Filling a tank. Two pipes are connected to the same tank. Working together they can fill the tank in 4 hrs. The larger pipe working alone can fill the tank 6 hrs less than the smaller one, HOw long would the smaller one take, working alone, to fill the tank?
Let time taken by smaller pipe be t hrs
then time takes by larger pipe is t-6 hrs
rate of smaller pipe = 1/t
rate of larger pipe = 1/(t-6)
combined rate = 1/t + 1/(t-6)
= (2t-6)/(t(t-6))
time at combined rate = 1/ [ (2t-6)/(t(t-6)) ]
= t(t-6)/(2t-6)
then t(t-6)/(2t-6) = 4
t^2 - 6t = 8t - 48
t^2 - 14t + 48 = 0
(t-8)(t-6) = 0
t = 8 or t = 6 , but t = 6 would make the rate of the larger pipe undefined, so we reject that answer
So it would take 8 hours to fill with only the smaller pipe.
To solve this problem, we can assign variables to the rates at which the pipes fill the tank. Let's say the smaller pipe fills the tank at a rate of x tanks per hour, and the larger pipe fills the tank at a rate of y tanks per hour.
From the information given, we know that when the two pipes work together, they can fill the tank in 4 hours. This means that the combined rate of the two pipes is 1 tank per 4 hours. So we can write the equation:
1/4 = x + y
We also know that the larger pipe working alone can fill the tank 6 hours less than the smaller one, which means its rate is slower. So we can write another equation:
y = x - 6
Now we have a system of two equations with two variables.

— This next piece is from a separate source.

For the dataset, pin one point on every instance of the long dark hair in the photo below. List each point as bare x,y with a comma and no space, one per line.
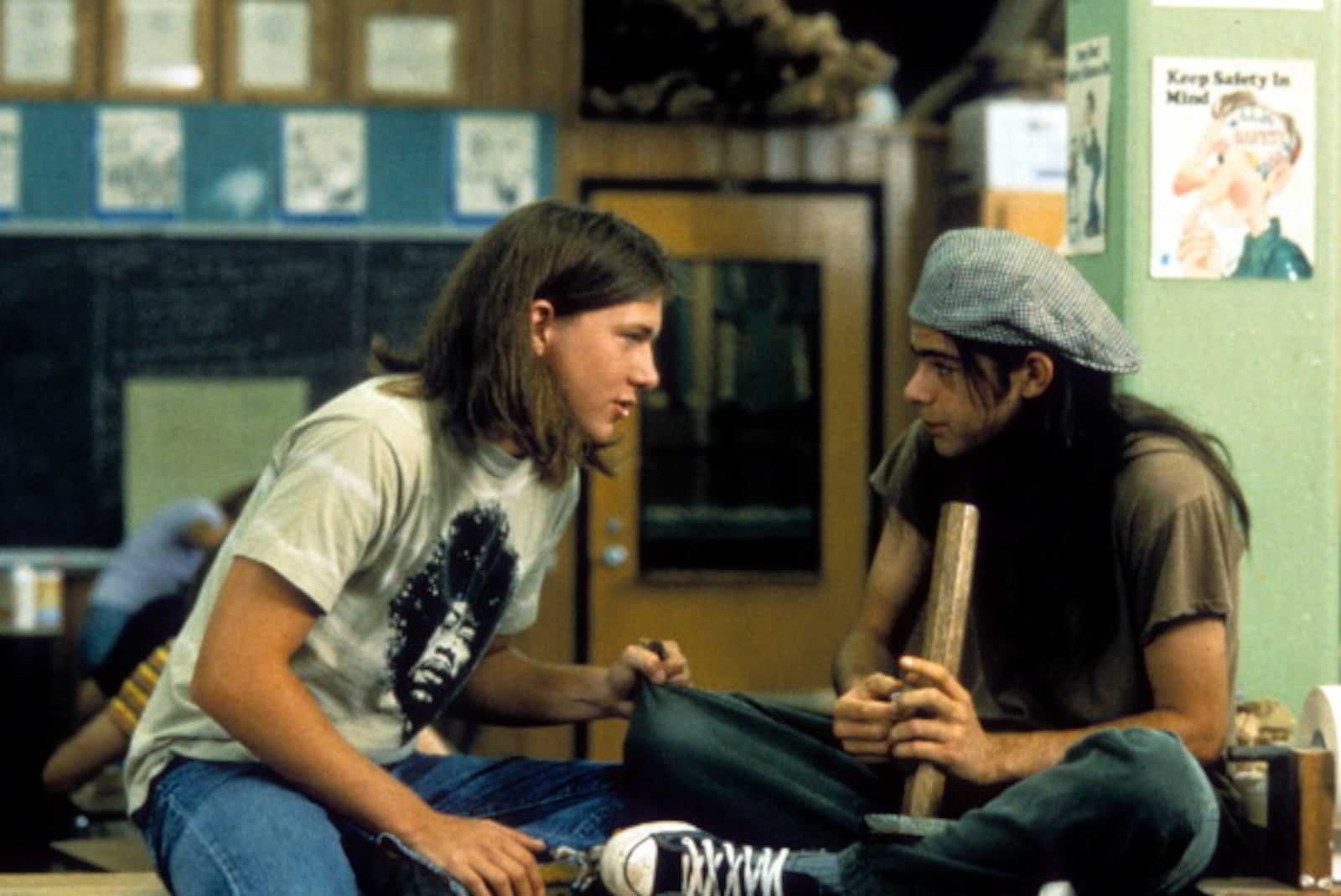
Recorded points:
475,355
1052,476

We can solve this system to find the values of x and y.
First, let's substitute the second equation into the first equation:
1/4 = x + (x - 6)
Simplifying this equation gives us:
1/4 = 2x - 6
Next, let's isolate the variable x by adding 6 to both sides of the equation:
1/4 + 6 = 2x
Combining the fractions and simplifying further gives us:
25/4 = 2x
Dividing both sides by 2 gives us:
25/8 = x
So the smaller pipe fills the tank at a rate of 25/8 tanks per hour.
Now that we have the rate of the smaller pipe, we can determine how long it would take for it to fill the tank alone. Since the rate is given in tanks per hour, the time it takes (t) to fill the tank is the reciprocal of the rate:
t = 8/25
Therefore, the smaller pipe would take 8/25 hours to fill the tank working alone.